Another stretch goal?
Gautam smiled.
“That’s not a number. That’s about being competitive. That’s about the respect of your peers, and your place on the competitive research landscape,” Gautam said. “But with more investments in our faculty, and in our students, and in our infrastructure, I don’t think that’s an unrealistic goal. Continuing on the trajectory we are on, we are capable of it. We need to partner with industry, team up with universities and national laboratories in neighboring states to form regional consortia, form interdisciplinary research teams and centers of excellence that address our regional, state and national grand challenges, and bridge our fundamental and applied research, and continue to make discoveries with innovation and commercialization.

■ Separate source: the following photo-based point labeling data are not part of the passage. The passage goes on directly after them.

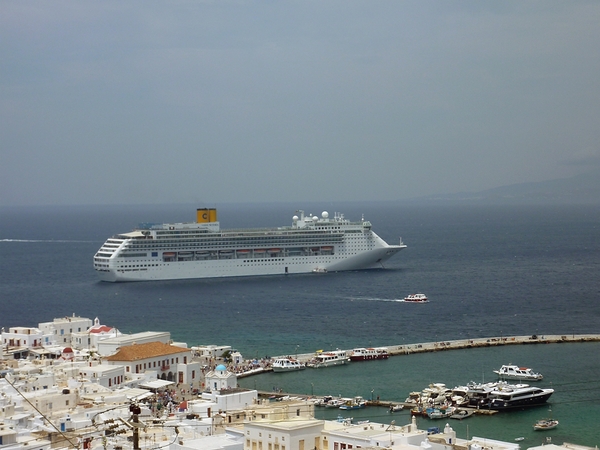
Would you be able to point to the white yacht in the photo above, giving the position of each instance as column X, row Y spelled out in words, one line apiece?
column 512, row 372
column 327, row 359
column 202, row 250
column 287, row 365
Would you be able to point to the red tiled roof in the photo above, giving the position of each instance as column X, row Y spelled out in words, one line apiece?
column 100, row 329
column 136, row 352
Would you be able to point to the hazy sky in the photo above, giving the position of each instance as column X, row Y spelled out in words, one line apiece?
column 119, row 102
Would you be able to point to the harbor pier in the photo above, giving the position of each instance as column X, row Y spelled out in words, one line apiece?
column 444, row 345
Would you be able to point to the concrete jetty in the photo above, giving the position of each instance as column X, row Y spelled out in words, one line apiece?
column 424, row 347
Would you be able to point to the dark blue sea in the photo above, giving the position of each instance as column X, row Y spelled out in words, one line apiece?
column 487, row 270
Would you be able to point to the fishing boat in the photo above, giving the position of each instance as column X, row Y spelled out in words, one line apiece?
column 367, row 354
column 287, row 365
column 355, row 403
column 545, row 424
column 327, row 359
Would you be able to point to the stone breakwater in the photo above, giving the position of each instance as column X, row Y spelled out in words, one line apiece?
column 407, row 349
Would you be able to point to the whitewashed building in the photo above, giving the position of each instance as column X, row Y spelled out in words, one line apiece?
column 60, row 330
column 219, row 379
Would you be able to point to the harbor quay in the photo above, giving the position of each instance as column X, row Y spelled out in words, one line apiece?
column 445, row 345
column 425, row 347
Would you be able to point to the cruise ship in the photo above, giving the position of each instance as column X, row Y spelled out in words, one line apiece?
column 202, row 250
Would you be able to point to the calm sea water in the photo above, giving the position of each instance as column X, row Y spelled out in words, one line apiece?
column 488, row 271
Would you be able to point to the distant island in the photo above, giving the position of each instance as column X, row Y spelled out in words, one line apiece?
column 580, row 189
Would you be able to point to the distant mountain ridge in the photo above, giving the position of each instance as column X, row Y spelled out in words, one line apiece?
column 584, row 188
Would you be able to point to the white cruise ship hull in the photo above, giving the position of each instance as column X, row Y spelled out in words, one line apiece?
column 203, row 250
column 240, row 268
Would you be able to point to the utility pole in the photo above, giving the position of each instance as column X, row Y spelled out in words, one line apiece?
column 135, row 411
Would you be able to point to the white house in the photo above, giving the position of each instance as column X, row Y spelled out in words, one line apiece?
column 107, row 375
column 170, row 362
column 60, row 330
column 219, row 379
column 110, row 346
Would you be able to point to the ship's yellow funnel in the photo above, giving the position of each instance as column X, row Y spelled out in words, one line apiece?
column 206, row 215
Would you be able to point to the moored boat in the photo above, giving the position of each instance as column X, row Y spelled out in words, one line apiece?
column 512, row 372
column 518, row 396
column 367, row 354
column 355, row 403
column 545, row 424
column 287, row 365
column 327, row 359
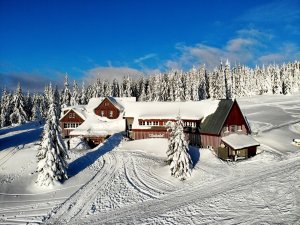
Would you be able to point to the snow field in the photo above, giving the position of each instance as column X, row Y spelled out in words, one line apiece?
column 122, row 182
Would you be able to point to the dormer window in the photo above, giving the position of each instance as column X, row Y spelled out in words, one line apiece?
column 111, row 113
column 233, row 128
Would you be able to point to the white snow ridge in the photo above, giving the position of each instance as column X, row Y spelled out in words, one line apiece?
column 130, row 182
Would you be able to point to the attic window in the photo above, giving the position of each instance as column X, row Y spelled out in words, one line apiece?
column 233, row 128
column 111, row 113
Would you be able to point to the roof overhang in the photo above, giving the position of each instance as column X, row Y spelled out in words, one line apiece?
column 239, row 141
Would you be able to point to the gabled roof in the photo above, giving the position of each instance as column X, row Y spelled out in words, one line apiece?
column 115, row 103
column 214, row 122
column 99, row 126
column 239, row 141
column 78, row 110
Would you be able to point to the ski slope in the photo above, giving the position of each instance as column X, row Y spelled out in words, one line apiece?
column 121, row 182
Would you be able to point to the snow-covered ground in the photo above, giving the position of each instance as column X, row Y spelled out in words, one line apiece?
column 121, row 182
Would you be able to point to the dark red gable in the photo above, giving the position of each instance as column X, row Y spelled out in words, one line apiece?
column 107, row 109
column 235, row 117
column 71, row 116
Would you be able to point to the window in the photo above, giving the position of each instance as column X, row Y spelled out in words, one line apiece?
column 226, row 129
column 233, row 128
column 71, row 125
column 111, row 113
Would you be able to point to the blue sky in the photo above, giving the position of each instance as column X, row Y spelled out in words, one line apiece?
column 42, row 40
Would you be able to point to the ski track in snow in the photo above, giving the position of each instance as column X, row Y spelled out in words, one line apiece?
column 229, row 188
column 164, row 204
column 126, row 188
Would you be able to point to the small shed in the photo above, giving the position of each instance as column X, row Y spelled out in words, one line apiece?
column 237, row 146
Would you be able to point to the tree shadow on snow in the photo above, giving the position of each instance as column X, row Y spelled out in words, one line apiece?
column 26, row 126
column 88, row 159
column 195, row 154
column 21, row 138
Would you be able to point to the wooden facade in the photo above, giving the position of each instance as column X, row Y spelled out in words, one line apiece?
column 231, row 120
column 69, row 122
column 156, row 128
column 234, row 123
column 107, row 109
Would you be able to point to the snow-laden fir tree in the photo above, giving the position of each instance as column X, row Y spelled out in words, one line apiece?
column 52, row 164
column 5, row 108
column 83, row 95
column 36, row 109
column 75, row 97
column 18, row 115
column 66, row 95
column 28, row 105
column 142, row 90
column 178, row 152
column 115, row 88
column 107, row 90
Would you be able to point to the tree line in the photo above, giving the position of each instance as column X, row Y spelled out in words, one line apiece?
column 224, row 81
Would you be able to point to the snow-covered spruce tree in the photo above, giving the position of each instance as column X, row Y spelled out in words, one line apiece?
column 36, row 110
column 52, row 155
column 18, row 115
column 83, row 97
column 28, row 105
column 115, row 88
column 75, row 97
column 66, row 95
column 5, row 108
column 178, row 152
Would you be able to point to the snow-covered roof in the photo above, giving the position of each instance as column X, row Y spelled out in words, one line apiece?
column 78, row 109
column 239, row 141
column 191, row 110
column 99, row 126
column 93, row 103
column 118, row 102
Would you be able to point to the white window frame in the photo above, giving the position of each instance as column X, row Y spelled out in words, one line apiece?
column 111, row 113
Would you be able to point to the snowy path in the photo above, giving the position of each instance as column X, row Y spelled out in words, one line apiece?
column 163, row 202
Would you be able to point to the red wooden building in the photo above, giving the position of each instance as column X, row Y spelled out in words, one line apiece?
column 206, row 130
column 90, row 120
column 216, row 124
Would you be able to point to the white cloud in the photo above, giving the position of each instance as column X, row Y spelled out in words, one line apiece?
column 110, row 73
column 287, row 52
column 249, row 46
column 276, row 11
column 29, row 81
column 238, row 44
column 145, row 57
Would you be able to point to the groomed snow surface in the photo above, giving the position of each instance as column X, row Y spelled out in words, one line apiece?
column 128, row 182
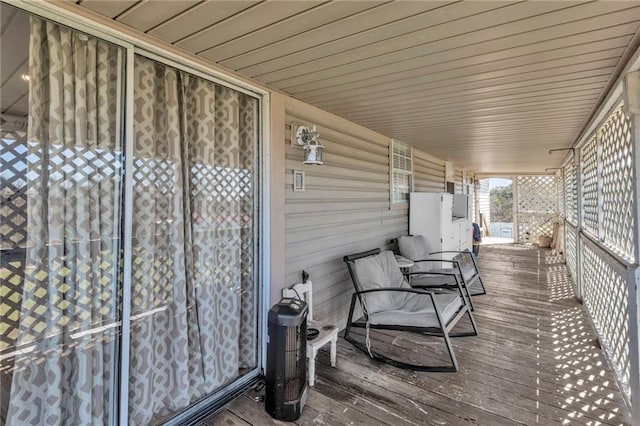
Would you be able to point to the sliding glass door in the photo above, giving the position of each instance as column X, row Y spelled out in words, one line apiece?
column 193, row 328
column 61, row 215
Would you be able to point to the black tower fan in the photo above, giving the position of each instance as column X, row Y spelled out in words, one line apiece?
column 286, row 376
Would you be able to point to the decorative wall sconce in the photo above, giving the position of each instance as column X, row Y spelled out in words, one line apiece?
column 308, row 139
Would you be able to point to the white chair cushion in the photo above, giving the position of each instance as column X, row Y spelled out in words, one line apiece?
column 380, row 271
column 418, row 311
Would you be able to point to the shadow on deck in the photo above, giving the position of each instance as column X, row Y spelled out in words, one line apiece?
column 536, row 361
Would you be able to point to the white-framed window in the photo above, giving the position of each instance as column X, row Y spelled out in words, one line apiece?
column 401, row 172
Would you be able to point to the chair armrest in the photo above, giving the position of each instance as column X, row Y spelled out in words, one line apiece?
column 444, row 274
column 453, row 262
column 450, row 251
column 399, row 289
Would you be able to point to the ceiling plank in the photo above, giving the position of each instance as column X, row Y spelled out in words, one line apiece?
column 245, row 22
column 149, row 14
column 197, row 18
column 110, row 8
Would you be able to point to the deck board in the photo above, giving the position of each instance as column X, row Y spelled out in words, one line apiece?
column 535, row 361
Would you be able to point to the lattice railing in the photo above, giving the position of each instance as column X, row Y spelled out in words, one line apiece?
column 562, row 210
column 617, row 184
column 571, row 250
column 571, row 194
column 536, row 206
column 590, row 187
column 605, row 296
column 13, row 220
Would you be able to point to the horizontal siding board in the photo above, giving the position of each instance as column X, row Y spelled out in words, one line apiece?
column 344, row 208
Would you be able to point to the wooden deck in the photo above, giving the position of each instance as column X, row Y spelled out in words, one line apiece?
column 536, row 361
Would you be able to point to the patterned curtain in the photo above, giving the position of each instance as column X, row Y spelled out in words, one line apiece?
column 193, row 325
column 65, row 351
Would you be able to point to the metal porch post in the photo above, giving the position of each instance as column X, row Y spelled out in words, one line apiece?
column 632, row 106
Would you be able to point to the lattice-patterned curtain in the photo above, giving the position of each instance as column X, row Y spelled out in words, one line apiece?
column 193, row 325
column 64, row 358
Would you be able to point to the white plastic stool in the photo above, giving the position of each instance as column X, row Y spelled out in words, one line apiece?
column 328, row 332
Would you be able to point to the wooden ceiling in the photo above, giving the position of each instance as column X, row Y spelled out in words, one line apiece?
column 491, row 86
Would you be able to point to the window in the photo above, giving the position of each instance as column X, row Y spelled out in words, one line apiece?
column 401, row 172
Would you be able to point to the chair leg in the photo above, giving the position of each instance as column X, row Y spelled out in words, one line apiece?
column 334, row 343
column 473, row 323
column 452, row 355
column 311, row 365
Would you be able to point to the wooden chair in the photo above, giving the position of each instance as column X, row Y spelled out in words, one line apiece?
column 328, row 333
column 388, row 302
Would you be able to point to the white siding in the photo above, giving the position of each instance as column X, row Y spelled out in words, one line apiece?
column 428, row 172
column 344, row 209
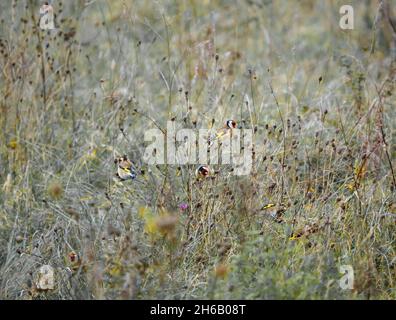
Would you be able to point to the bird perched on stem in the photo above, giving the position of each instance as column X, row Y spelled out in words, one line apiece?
column 124, row 168
column 223, row 132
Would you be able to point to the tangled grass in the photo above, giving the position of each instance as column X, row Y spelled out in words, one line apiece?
column 321, row 193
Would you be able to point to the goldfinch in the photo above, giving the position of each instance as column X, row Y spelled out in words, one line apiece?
column 202, row 172
column 224, row 131
column 124, row 168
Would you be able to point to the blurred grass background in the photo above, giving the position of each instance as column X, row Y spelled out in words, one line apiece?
column 74, row 98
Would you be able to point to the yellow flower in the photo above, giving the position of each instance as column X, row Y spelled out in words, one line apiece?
column 151, row 225
column 221, row 271
column 267, row 206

“We will get there; I have no doubt.”
Zeh said continued investment in TA positions, growth of graduate programs that are more multi-disciplinary in nature, an emphasis on retention to improve current graduate retention numbers of 60 percent for Ph.D. students and 78 percent for master’s students to 75 percent for Ph.D. students and above 80 percent for master’s students in the near future, as well the ongoing effort to market all graduate offerings both in person and digitally, are all a must.
“We need to also focus on career placement and career success,” Zeh said. “Given how high tech industry is really growing now in Reno, hopefully we can continue to develop these promising relationships we have with these new industries, for the benefit of our faculty, and just as importantly, our students.”
What seemed a stretch is now a reality.
What will the University’s new reality bring in the coming years?
Johnson said he is hopeful it means more achievements and more high points such as the news in December, when what seemed a far-off goal was reached. In the offing is the University’s application to become a Carnegie Engaged university. And, there are other goals that quietly contribute to the quality of the University experience, such as reducing student-to-faculty ratios, which used to be 22 to 1 and now are at 19 to 1, soon to drop to 18 to 1 if investment in new faculty positions continues, Johnson said.
“All of this is doable,” Johnson said. “And these victories are great, because everybody can feel good about the role they played in achieving them.”
That was the reason why, Johnson said, he felt elation about the news of Carnegie R1 – so many people on the campus had contributed. The long, hard road to R1 had come to mean, in a very real sense, Every1 for the University.
“It’s been very gratifying to see people adopt these ‘stretch’ goals,” Johnson said. “When you adopt stretch goals, you have to believe you can accomplish them. That’s been great to see. People have believed in them, and it’s required cohesion on the campus – not going in 15 different directions, but everyone pulling in the same direction. We’ve been consistent since 2013. We haven’t changed our goals every year. We haven’t asked people to do anything differently other than excel in our three major areas for strategic planning and the direction of the University – teaching, research and engagement.
“It goes to show what an institution can do when everyone comes together in this manner and works together for a common goal. I’m very proud of all of our people for working so diligently, and in coming together, in realizing this achievement.”